Apple's New Swift Programming Language. Goodbye Objective-C
The development of self own languages has become emblematic of the hot new trend in business as every big Internet service provider is now developing their own and unique programming languages.

Two months ago, Facebook released its modern programming language called 'HACK', which is specially designed to make the process of writing and testing code of complex websites and other software faster, and the company already drives almost all of the its social networking site to HACK over the last year.

This Monday, Apple surprises the gathering of people who build software applications for Apple hardware devices at its World Wide Developers Conference (WWDC) by introducing its whole new programming language called Swift, which probably replace Apple's main programming language - Objective-C that is being loved by the developers who build software applications for Apple hardware devices, from iPhone, iPad to Macintosh.

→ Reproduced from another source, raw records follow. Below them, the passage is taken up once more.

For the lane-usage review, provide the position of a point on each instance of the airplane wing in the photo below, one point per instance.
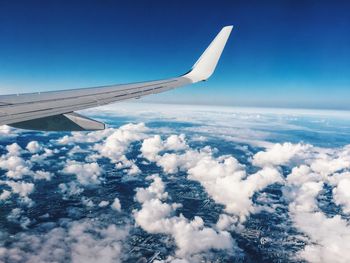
(55, 110)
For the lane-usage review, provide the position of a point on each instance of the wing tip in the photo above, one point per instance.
(206, 64)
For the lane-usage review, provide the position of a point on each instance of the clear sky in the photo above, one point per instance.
(280, 54)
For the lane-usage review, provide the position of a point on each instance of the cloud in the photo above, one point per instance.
(33, 147)
(156, 216)
(116, 204)
(103, 203)
(281, 154)
(223, 178)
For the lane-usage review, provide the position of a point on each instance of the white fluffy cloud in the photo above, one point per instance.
(223, 178)
(33, 147)
(116, 204)
(191, 237)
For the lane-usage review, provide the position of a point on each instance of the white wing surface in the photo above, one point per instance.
(55, 110)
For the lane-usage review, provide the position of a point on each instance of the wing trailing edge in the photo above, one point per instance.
(62, 122)
(55, 110)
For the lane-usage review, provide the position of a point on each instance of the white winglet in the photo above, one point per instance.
(205, 65)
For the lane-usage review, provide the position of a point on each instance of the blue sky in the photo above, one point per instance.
(281, 53)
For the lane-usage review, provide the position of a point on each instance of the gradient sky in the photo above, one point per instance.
(281, 53)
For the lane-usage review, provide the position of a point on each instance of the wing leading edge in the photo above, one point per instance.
(54, 111)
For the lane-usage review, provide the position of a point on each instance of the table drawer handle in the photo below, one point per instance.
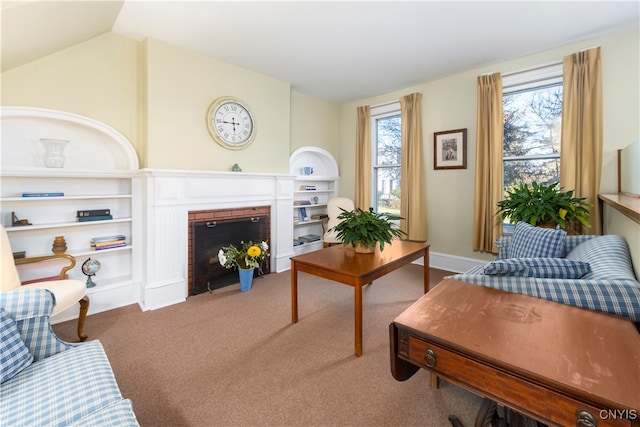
(430, 358)
(585, 419)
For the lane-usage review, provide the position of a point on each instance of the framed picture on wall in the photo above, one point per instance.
(450, 149)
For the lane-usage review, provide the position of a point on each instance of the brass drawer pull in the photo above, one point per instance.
(430, 358)
(585, 419)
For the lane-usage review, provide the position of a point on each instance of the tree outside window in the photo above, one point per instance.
(532, 123)
(387, 146)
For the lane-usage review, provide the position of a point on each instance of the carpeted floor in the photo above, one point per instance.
(235, 359)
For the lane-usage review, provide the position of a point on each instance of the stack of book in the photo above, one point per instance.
(94, 215)
(107, 242)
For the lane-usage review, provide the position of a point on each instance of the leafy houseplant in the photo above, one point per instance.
(248, 255)
(364, 228)
(544, 205)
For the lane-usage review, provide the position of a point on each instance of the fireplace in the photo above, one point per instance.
(211, 230)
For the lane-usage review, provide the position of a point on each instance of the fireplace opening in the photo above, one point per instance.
(209, 236)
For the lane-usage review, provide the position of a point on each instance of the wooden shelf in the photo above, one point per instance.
(628, 205)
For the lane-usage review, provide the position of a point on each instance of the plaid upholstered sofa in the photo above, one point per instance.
(45, 381)
(592, 272)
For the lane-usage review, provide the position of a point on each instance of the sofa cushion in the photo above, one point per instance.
(14, 354)
(608, 256)
(535, 242)
(67, 387)
(548, 268)
(118, 414)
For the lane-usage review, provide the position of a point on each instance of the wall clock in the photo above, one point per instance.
(231, 123)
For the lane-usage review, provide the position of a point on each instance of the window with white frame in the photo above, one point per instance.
(532, 103)
(386, 140)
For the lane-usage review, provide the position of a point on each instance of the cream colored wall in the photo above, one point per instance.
(615, 222)
(181, 85)
(157, 95)
(314, 122)
(97, 78)
(450, 103)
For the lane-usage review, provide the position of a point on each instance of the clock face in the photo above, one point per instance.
(231, 123)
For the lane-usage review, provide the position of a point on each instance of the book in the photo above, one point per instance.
(108, 238)
(94, 212)
(110, 246)
(55, 194)
(302, 214)
(108, 243)
(94, 218)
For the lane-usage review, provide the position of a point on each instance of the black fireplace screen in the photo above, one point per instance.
(208, 237)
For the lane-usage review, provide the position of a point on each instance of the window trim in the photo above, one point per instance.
(381, 111)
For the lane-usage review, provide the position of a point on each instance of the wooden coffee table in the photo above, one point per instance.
(558, 364)
(342, 264)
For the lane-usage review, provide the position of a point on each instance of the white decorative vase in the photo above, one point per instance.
(54, 152)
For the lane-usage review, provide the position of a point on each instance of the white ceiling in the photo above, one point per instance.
(334, 50)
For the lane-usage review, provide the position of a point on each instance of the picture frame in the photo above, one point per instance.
(450, 149)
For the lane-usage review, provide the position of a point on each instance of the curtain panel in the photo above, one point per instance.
(412, 185)
(363, 158)
(487, 225)
(581, 140)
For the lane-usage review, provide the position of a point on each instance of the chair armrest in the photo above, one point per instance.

The first app built on Swift is the WWDC app itself. Apple is apparently offering its developers a much faster and more effective means of building software applications with an "interactive playground," significantly improving on its own Objective-C.

Swift will use the same LLVM (Low Level Virtual Machine) compiler and runtime as Apple's Objective-C implementation, and its simplified syntax gives it an easier learning curve.

The reason behind introducing Swift was to make it easier for developers to create apps for Apple's mobile platform. Apple Developers write codes line after line and then compile those results to see output, but using Swift language they can see results in real time instantly while writing their codes.

Also Syntax for type declarations, Switch statement and for other functions are easier to use and faster than the Objective-C and Python.

But that doesn't mean that Swift will completely kill Objective-C, rather Swift will co-exist with the older programming languages. Developers that can write some part of the code in Objective-C and remaining part in Swift, its upto them only.

Also, there are many tools available to port Objective-C to Java i.e port an app from iOS to Android, but porting Swift apps to Android will now become a tough task for developers.